This means, in general, insertions increase the height of the tree.

## Removal

There are 3 cases you need to handle for removing a node $N$ from BSTs:

$c h i l d r e n (N) = 0$ : Just delete $N$ .
$c h i l d r e n (N) = 1$ : Replace $N$ with its child only child.
$c h i l d r e n (N) = 2$ : Replace $N$ with the minimum from the right subtree (i.e. bottom left on right). We call this the in-order successor
- We could also do max from the left subtree (i.e. bottom right on left, the in-order predecessor), but here we'll only be doing in-order successors because it makes grading easier.

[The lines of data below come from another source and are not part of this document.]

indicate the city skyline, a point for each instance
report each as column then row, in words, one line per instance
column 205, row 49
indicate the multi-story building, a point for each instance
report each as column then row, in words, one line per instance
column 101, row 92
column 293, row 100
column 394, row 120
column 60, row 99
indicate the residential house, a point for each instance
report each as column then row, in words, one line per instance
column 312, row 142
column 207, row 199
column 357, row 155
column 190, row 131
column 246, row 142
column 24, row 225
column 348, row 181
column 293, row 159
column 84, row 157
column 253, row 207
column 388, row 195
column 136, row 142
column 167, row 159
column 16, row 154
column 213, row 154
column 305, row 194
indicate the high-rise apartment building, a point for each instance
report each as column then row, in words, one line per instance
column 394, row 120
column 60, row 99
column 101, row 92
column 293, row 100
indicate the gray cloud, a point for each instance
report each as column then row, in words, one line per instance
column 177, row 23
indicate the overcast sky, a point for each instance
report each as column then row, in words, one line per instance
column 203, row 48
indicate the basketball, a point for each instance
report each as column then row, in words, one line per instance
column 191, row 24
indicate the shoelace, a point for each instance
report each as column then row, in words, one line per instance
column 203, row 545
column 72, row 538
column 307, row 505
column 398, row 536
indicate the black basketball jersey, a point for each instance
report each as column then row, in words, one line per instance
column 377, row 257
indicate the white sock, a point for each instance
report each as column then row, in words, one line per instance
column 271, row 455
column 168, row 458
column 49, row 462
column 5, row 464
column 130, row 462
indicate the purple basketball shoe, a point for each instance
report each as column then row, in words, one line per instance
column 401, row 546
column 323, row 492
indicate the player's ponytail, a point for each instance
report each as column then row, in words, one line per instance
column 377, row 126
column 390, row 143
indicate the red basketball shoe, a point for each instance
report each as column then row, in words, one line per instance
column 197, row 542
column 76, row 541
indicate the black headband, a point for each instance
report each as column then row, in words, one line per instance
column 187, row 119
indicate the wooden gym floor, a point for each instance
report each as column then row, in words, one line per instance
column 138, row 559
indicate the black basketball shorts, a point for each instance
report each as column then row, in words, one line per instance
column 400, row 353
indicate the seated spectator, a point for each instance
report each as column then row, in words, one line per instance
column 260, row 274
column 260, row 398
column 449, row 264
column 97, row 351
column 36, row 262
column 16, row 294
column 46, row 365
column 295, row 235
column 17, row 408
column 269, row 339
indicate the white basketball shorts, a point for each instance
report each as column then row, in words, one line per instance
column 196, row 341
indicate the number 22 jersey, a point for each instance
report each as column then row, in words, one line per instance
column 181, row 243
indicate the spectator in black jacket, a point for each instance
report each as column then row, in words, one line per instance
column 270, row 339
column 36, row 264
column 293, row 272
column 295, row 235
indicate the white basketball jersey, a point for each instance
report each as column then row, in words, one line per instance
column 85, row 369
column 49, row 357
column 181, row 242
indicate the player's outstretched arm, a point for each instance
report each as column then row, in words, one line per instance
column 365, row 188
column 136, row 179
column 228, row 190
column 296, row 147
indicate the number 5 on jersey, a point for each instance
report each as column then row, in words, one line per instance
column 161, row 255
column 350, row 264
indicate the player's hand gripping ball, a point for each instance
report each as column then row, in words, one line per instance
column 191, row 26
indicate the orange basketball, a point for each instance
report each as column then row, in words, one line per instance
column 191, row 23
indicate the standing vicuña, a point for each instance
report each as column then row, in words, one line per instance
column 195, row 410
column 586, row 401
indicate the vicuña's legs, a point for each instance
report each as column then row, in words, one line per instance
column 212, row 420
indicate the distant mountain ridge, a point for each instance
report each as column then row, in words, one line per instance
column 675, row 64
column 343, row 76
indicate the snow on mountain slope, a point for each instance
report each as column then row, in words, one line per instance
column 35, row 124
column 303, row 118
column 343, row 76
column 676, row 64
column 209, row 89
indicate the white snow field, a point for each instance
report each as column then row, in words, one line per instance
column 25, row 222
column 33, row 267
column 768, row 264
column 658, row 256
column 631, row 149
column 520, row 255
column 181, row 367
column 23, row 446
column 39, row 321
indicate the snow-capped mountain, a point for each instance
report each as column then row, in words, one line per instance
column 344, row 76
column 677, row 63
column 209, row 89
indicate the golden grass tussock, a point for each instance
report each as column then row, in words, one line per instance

This is basically a lookup (find the element to remove and find the lowest), so it has a runtime based off height.

## Runtime

In summary, where $n$ is number of nodes in tree and $h$ is height of tree:

Look Up: $O (h)$
Insertion: $O (h)$
Removal: $O (h)$

For balanced, complete trees, this means that everything is $O (l o g n)$ because for complete trees $O (h) = O (l o g n)$ . (Because $n \leq l o g_{2} (h)$ )

For unbalanced, non-complete trees, this means that everything is $O (n)$ because $O (h) = O (n)$ .

This means the worst case performance for everything is $O (n)$ .

# Balanceable Binary Search Trees

As we just covered, BSTs are most efficient when they are balanced (e.g. almost complete). Therefore, we can get improved performance if we get try to keep a balanced tree.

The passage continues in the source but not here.